読書メモ:「これからの日本に役立つ! "ガイジン"流コミュニケーション」
アルクの広告パンフレット「学びカタログ春号2007」に載っている関橋英作氏のインタビュー記事。関橋氏は外資系広告会社JWTのクリエイティブコンサルタントで、「ある日、ボスがガイジンになったら!?」の著者。
「英語で何より大切なのはコミュニケーションスタイルを理解すること」。このコミュニケーションスタイルとして関橋氏が例示しているのが、(1)物事を曖昧にしておきたがる日本人に外国人がフラストレーションを感じるケース、(2)日本人がよく使い外国人に評判の悪いフレーズ「日本は違う」、そして(3)欧米人の超ポジティブな考え方"Can-do"精神の3つ。
(1)は、「島国で何千年もいっしょに暮らしてきた日本人」と、「国の形がしょっちゅう変わってきた歴史を持つ欧米人」の文化的背景の違い。「イエス・ノーをはっきりさせ、自分が言いたいことを主張して闘う」欧米人とコミュニケーションするためには、日本人が好む曖昧さを意識的に排除するべき。
(2)は、私もつい使いたくなる。もちろん文化の違いを理解しなければならないが、違いを強調するだけでは物事は先に進まないと関橋氏は主張。
まず、ゴールを共有していることを確認し、その上で、ゴール到達のための、別のアプローチを提案する。日本人は細かい差異にこだわりがちですが、それは不信感を高めるだけ。ゴールを共有していることがはっきりすれば、こちらの話に耳を傾けてくれますよ。

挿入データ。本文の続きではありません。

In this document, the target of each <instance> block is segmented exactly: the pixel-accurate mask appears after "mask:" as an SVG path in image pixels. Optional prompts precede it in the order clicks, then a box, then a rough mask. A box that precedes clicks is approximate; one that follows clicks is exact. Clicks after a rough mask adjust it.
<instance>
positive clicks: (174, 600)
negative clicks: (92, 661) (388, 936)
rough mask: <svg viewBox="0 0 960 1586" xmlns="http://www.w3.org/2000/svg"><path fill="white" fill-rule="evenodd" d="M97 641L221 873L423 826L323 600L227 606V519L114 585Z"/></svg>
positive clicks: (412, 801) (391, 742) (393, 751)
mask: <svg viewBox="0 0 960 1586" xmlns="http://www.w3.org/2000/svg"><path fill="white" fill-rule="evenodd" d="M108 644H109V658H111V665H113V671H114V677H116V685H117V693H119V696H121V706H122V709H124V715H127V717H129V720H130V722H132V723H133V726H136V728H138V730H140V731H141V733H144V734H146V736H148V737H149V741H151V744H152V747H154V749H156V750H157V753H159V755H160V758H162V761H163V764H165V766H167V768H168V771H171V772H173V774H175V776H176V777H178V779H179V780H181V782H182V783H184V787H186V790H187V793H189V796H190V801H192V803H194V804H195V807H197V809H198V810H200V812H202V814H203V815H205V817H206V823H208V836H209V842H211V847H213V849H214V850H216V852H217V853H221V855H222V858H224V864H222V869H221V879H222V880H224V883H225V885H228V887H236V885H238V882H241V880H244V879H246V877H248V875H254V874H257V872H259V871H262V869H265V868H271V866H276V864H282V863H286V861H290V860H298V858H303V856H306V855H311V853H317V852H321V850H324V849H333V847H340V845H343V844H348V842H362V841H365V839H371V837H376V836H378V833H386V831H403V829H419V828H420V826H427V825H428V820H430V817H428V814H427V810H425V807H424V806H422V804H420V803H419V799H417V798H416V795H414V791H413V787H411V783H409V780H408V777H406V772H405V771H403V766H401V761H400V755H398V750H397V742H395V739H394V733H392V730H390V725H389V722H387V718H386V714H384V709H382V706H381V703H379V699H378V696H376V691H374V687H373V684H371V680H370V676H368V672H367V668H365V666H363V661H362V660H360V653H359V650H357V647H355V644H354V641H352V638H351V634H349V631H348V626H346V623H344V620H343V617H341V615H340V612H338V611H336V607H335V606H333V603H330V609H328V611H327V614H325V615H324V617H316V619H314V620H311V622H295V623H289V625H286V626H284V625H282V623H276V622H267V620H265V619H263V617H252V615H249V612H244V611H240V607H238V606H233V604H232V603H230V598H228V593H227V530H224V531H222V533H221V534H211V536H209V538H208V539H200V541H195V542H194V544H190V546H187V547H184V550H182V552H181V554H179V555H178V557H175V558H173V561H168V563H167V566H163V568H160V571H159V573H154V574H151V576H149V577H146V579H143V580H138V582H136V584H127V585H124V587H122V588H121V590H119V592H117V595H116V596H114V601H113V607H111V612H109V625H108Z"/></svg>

もっとも、その細かい差異へのこだわりが、日本の工業製品の過剰とも言える品質を支えてきたというプラスの側面を忘れるわけにはいかない。「小異を捨てて大同につく」と「微に入り細をうがつ」。この2つのバランスを取る意識が欠かせない。
できそうもないことをやろうというのが(3)の"Can-do"精神。「"Can-do"とは"できる"というより、"やろうと思わなければ何もごともできない"という考え方」。「日本だとできなければ"失敗"だからできるかできないかにこだわり、"不可能だ"と言う」。これが「ガイジンにはネガティブに映る」。単純化しすぎるかもしれないが、減点方式の学校教育やテストがその背景にあるのは、当たらずといえども遠からずだろう。
「失敗は成功の元」「雨降って地固まる」。日本の学校教育でもこういう言葉は言い習わされているから、失敗が取り戻せないものでないことはわかってはいるはず。それを社会で実践できないのは、学校教育だけでなく、大人全員の責任だろう。多少の失敗を大目に見て、褒めて伸ばすことが必要だ。

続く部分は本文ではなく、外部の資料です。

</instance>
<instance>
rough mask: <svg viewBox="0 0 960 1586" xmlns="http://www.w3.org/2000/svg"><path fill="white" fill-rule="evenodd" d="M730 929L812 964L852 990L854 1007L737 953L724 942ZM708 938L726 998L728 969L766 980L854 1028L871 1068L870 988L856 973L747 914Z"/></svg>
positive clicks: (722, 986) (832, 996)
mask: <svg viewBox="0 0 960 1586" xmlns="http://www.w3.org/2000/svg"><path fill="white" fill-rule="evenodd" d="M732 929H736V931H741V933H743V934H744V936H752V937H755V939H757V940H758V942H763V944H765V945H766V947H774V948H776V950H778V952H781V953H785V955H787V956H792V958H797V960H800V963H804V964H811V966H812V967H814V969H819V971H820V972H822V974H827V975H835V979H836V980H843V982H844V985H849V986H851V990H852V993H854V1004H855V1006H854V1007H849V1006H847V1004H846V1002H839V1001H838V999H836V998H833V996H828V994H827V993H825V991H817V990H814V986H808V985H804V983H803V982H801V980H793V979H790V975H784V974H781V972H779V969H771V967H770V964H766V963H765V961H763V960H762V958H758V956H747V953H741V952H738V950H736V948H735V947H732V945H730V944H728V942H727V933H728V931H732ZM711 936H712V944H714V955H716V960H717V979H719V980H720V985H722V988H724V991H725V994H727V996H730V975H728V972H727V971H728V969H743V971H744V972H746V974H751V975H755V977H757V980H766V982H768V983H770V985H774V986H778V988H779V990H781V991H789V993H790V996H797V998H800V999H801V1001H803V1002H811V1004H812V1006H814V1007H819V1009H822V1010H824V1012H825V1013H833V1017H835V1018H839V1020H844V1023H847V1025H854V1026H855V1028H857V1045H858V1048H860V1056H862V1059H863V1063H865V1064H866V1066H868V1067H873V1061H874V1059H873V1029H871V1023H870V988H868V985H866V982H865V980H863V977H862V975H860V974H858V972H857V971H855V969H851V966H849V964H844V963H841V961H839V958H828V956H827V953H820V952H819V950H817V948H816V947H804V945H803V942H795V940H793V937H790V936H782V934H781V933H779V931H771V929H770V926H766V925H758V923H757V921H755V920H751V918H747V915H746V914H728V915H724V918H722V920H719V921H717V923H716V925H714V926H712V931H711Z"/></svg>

関橋氏が薦めるコミュニケーション力向上策が、外国人との英語コミュニケーション。ハードルの高い外国人とのコミュニケーションで訓練すれば、日本人同士でのコミュニケーションも向上するはず。そして究極の策が外資系企業への転職。
実力主義の外資系企業で頑張れば、コミュニケーション力はつくし、英語も習得でき、おまけに出世もついてきて、一石三鳥になるかもしれませんよ。

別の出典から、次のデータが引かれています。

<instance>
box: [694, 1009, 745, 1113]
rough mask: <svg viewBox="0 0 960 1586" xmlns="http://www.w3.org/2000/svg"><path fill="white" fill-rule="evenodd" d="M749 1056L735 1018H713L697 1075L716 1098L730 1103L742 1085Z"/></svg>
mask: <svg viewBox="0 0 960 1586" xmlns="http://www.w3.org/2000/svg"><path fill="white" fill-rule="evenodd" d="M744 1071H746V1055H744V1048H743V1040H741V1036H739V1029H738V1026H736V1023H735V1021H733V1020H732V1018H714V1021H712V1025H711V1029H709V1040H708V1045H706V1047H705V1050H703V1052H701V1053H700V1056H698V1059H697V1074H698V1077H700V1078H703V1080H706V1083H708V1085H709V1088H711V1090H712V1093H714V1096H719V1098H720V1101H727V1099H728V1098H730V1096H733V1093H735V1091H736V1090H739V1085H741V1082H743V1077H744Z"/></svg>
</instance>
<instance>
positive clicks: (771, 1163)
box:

出世できるかどうかは英語以外の実力も必要だから、一石三鳥のくだりは少々大げさだ。しかし、それを割り引いても、外資系企業で外国人とのコミュニケーションを日常的に行えば、日本人とのコミュニケーション力向上に役立つという意見には賛成だ。外資系企業でも、日本人としか相手にしない職種やポジションだと、日本企業で働いているのと変わらない。海外の人間と頻繁に関われる部門を目指す必要がある。